The ASUS ZenFone AR is a device that cannot really be compared with anything else in the market. This is because it supports incipient Google platforms dedicated to emerging technologies. The Lenovo Phab2 Pro is the only other phone with support for Google Tango. Daydream is supported by the Google Pixel, Samsung Galaxy S8, Samsung Galaxy S8+, Huawei Mate 9 Pro, ZTE Axon 7, and the ASUS ZenFone AR. ASUS ZenFone AR is the only phone currently available that supports both Tango and Daydream. There is nothing yet like the ASUS ZenFone AR, but it is every phone of the future.
Build and Design: 8.5/10
The ASUS ZenFone AR looks and feels every bit like an alternative premium device, unlike any other flagship you have seen. The most noticeable feature is the TriCam setup on the back, which protrudes very slightly from the “burnished leather” back casing. The back is like a softer version of the Sandstone finish available in the OnePlus cases. The finish definitely feels premium, but appears like it could act as a gunk magnet, especially in hot, humid and dusty conditions.
The screen is on the larger side, at 5.7-inches, with a 79 percent screen to body ratio. The glass on the front is the Corning Gorilla Glass 4. All of this is framed by aerospace grade aluminum. The profile is pretty slim and tapers towards the edges making it appear even slimmer. The width is 4.6 mm, and the device weighs only 170 grams. Considering how big the device is (158.7 mm by 77.4 mm), the phone seems impossibly light and thin. The lightweight device is ideal for long VR and gaming sessions, as fatigue would set in sooner with heavier devices. The phone still feels solid, and looks like it can take a bit of abuse.

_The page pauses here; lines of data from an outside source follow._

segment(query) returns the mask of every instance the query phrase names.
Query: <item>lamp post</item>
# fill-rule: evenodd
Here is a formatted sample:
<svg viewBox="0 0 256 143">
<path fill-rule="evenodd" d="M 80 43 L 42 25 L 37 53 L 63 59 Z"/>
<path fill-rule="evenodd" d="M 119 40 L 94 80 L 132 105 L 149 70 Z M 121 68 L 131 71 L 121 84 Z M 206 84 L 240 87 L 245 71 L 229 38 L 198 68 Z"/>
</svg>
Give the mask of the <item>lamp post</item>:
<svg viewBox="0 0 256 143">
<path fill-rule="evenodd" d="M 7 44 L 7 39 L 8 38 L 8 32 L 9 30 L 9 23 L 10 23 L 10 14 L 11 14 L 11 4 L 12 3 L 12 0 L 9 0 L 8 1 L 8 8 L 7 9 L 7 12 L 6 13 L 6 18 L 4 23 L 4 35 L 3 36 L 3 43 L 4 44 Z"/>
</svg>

The SIM card tray feels a little flimsy though, and liable to break easily unless handled delicately. Considering how rarely this part is used though, it is an acceptable part to compromise on. The SIM card tray is on the left side of the phone. The SIM card tool itself has a nice rounded design, which allows for a strong and steady grip, much like the phone itself.
The snappy and accurate fingerprint sensor is housed in the home button itself. The volume rocker buttons and the sleep/wake button are to the right of the device, towards the top. Along the bottom edge are the 3.5 mm jack, the reversible USB-Type C connector that supports DisplayPort, and the speaker grille. The top and bottom edges have two antenna cuts each, which are discreetly hidden and not visible from the front or back of the device.
The phone is available in only in black, which is really the only colour option this device needs.
The main features on the phone are the support for Tango and Daydream. The TriCam system on the back powers the AR capabilities of the device. The main camera is a 23 MP shooter, with support for RAW images. There is 128 GB of internal storage, which is a necessity considering the heavy file sizes of AR and VR applications. The expandable storage option is ample, supporting up to 2 TB of external storage. Users also get 100 GB of cloud storage on Google Drive along with the device.
The phone has a 64-bit Qualcomm Snapdragon 821 quad-core processor clocked at 2.35 GHz. While this may not be a top of the line offering from Qualcomm, the 821 processor has been optimised for Tango, which makes it the ideal platform to use for this phone. The Phab2 Pro, the only other Tango enabled smartphone has a Snapdragon 652. The ASUS ZenFone AR uses an Adreno 530 GPU. There is 8GB RAM on the device, which is enough to handle the demanding AR and VR applications.
The device has a hybrid SIM tray. One slot supports a nano SIM, and the other can be used for either another nano SIM or a microSD card. If a dual SIM setup is used, only one of the SIM cards support 3G or 4G connectivity at a time. Either of the SIM card slots can be used for 3G and 4G connections. The device supports VoLTE.
As far as connectivity options are concerned, the phone has Bluetooth, Wi-Fi direct, Wi-Fi 802.11a/b/g/n/ac and NFC. The Bluetooth standard is 4.2, which is not the latest but very few phones have the state of the art 5.0 standard. Both the Bluetooth and NFC connectivity options are required for interfacing with the Google Daydream VR headsets.